Great Basin Naturalist


Relationships within, between, and among the Anthemideae genera Sphaeromeria, Artemisia, and Tanacetum were investigated using 238 randomly amplified polymorphic DNA (RAPD) markers obtained from twenty 10-mer primers amplified on genomic DNA. Forty-one populations from 16 taxa (15 species) were studied. Jaccard's coefficient of similarity and UPGMA clustering analysis were used to construct phenograms. T tests were used to make comparisons between samples at various systematic levels. DNA markers were 75% similar for conspecific populations. Sixteen Sphaeromeria populations (5 species) showed an average interspecific similarity of 21%. Interspecific similarity among 23 Artemisia populations (8 species with 2 subspecies of A. tridentata included) averaged 27%. Two Tanacetum species (1 population each) were 89% similar.

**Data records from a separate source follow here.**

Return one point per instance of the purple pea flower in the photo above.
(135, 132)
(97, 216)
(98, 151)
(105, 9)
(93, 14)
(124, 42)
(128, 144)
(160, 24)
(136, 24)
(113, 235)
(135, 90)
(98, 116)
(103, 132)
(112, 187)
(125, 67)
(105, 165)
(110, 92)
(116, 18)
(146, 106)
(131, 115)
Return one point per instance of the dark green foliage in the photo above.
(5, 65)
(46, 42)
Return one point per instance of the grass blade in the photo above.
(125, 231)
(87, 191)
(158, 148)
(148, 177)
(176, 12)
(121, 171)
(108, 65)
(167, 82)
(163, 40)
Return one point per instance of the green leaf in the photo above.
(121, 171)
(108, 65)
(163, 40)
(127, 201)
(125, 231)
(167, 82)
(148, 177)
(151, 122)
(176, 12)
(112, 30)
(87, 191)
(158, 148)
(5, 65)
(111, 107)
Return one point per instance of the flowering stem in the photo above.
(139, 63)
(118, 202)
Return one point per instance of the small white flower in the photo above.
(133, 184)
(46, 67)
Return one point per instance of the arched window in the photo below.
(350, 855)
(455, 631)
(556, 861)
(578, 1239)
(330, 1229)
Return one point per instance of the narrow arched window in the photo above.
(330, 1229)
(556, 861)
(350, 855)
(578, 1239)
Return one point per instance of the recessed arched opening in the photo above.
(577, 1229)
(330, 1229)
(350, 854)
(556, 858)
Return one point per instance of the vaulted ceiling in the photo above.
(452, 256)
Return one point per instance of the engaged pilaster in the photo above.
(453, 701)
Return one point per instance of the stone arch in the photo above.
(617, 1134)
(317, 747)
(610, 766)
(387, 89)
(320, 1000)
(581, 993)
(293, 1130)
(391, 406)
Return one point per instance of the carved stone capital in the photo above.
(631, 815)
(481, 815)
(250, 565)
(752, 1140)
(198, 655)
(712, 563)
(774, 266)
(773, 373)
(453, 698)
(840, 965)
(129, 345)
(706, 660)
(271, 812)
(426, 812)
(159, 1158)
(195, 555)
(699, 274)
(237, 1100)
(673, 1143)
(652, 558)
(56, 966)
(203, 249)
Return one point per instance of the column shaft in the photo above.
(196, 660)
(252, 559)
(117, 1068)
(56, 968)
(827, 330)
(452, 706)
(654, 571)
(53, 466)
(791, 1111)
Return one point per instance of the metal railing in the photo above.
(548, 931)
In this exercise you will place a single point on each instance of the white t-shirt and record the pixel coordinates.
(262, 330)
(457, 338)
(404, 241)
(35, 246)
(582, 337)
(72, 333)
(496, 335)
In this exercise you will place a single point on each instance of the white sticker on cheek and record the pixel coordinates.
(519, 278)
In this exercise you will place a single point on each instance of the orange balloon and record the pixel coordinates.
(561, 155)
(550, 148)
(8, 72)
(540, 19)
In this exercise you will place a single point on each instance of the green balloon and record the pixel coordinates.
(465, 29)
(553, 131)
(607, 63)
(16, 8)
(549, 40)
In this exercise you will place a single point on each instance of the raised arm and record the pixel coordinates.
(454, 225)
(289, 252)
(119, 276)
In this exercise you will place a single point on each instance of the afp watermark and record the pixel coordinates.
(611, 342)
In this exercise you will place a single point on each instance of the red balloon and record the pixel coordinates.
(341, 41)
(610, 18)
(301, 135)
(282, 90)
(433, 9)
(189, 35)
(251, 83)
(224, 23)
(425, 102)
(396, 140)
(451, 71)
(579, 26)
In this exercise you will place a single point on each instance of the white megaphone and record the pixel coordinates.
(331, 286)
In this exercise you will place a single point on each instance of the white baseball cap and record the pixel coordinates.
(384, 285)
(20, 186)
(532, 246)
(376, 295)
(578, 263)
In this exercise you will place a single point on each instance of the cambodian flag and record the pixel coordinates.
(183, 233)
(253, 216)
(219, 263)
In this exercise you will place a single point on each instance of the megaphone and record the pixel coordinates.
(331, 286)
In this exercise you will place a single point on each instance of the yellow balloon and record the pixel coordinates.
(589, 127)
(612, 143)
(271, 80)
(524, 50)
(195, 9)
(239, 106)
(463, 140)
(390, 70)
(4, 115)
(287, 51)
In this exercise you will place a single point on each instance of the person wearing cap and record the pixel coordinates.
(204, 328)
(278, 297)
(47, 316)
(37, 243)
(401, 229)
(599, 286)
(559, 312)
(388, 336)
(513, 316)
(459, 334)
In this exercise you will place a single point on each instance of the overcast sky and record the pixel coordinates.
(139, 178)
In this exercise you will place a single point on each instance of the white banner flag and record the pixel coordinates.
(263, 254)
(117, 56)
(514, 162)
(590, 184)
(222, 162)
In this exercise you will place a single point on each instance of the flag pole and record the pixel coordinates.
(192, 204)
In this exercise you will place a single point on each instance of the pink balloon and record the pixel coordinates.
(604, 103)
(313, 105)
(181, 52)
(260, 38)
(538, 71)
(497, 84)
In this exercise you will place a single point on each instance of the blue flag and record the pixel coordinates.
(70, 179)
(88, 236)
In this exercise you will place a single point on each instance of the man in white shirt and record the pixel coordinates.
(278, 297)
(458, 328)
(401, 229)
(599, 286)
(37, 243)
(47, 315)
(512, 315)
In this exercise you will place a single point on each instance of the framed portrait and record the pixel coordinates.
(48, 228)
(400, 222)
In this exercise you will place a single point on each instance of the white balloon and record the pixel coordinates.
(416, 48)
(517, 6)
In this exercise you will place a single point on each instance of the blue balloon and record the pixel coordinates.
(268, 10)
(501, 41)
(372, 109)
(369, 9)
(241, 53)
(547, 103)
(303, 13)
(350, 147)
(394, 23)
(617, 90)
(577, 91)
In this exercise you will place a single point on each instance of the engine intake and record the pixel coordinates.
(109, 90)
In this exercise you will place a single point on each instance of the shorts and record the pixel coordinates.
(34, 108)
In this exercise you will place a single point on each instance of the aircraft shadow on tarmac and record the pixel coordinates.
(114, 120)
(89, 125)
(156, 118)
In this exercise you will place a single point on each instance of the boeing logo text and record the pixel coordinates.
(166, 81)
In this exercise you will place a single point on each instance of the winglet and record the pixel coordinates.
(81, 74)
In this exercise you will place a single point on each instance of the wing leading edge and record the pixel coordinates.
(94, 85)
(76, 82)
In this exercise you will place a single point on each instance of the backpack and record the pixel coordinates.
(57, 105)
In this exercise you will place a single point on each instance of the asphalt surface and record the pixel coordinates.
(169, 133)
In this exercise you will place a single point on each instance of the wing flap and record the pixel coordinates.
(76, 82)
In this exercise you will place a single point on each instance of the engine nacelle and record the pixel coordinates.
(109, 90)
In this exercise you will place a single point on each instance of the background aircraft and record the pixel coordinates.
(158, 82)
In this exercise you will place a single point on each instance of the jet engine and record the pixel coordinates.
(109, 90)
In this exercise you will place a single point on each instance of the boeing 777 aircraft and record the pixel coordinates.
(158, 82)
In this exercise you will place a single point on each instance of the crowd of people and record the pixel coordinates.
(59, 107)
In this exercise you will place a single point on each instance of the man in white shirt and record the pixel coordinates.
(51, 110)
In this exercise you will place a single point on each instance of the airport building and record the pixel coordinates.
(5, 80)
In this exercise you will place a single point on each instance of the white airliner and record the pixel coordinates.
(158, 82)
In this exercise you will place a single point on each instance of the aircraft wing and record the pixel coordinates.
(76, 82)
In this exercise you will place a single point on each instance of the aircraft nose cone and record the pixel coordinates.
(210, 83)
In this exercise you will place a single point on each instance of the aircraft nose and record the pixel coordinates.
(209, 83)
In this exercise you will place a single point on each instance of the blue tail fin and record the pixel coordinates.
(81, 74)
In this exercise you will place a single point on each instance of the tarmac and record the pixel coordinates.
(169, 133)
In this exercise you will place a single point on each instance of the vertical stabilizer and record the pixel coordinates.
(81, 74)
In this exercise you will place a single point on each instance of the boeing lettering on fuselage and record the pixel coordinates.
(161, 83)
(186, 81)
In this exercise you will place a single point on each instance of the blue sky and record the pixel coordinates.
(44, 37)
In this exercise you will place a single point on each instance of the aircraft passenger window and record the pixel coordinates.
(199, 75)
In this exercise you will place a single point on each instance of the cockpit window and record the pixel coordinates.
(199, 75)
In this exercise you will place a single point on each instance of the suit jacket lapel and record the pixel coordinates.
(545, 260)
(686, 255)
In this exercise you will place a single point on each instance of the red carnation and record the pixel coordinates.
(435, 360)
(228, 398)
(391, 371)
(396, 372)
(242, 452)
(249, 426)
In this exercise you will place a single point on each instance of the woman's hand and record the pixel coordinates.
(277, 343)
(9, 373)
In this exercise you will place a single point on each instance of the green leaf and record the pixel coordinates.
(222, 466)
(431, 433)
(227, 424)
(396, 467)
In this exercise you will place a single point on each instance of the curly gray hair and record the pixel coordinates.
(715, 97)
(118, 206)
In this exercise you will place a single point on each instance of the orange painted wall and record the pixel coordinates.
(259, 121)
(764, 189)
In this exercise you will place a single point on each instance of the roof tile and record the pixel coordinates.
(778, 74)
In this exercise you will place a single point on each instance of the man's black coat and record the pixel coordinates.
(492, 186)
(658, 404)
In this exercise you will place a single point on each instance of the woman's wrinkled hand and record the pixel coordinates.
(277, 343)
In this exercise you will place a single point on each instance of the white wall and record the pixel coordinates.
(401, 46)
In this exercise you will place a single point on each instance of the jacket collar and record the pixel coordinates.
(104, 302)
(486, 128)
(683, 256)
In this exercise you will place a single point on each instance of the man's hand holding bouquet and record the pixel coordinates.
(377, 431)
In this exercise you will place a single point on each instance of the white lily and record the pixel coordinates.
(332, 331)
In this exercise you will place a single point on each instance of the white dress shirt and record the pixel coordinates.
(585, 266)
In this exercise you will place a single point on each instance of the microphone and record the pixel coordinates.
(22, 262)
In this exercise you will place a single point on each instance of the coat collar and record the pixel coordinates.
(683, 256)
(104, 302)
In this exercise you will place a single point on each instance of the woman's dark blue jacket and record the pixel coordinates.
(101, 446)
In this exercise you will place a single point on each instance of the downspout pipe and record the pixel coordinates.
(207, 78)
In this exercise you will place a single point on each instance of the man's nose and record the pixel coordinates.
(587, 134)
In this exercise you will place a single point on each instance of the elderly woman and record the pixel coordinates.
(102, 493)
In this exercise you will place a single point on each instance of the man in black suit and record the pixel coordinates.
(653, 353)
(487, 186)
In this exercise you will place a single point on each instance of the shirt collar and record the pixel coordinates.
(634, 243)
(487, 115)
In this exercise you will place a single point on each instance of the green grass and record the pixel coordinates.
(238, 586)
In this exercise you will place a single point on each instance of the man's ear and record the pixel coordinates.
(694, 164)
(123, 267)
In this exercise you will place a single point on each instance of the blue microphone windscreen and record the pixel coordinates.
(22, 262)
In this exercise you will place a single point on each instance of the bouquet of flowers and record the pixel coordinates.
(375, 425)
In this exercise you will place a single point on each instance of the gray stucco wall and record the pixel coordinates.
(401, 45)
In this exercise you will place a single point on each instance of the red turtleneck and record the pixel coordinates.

The high similarity of Tanacetum species was in the range of observed values for conspecific populations; indeed those 2 species (T. vulgare and T. boreale) have been considered conspecific by some authors. The 3 subgenera of Artemisia studied (Artemisia, Dracunculus, and Tridentatae) formed separate groups. In comparison among the genera, Sphaeromeria was 18% similar to Artemisia (more similar to subgenus Tridentatae than the other Artemisia subgenera); intergeneric comparisons of Sphaeromeria and Artemisia and Tanacetum, which supports previously established morphological distinctions. Sphaeromeria potentilloides may be misplaced in the genus Sphaeromeria based on DNA marker results. It is likely that North American Anthemideae are circumboreal derivatives of ancestral Eurasian stock and that Sphaeromeria is derived from an Artemisia-like ancestor.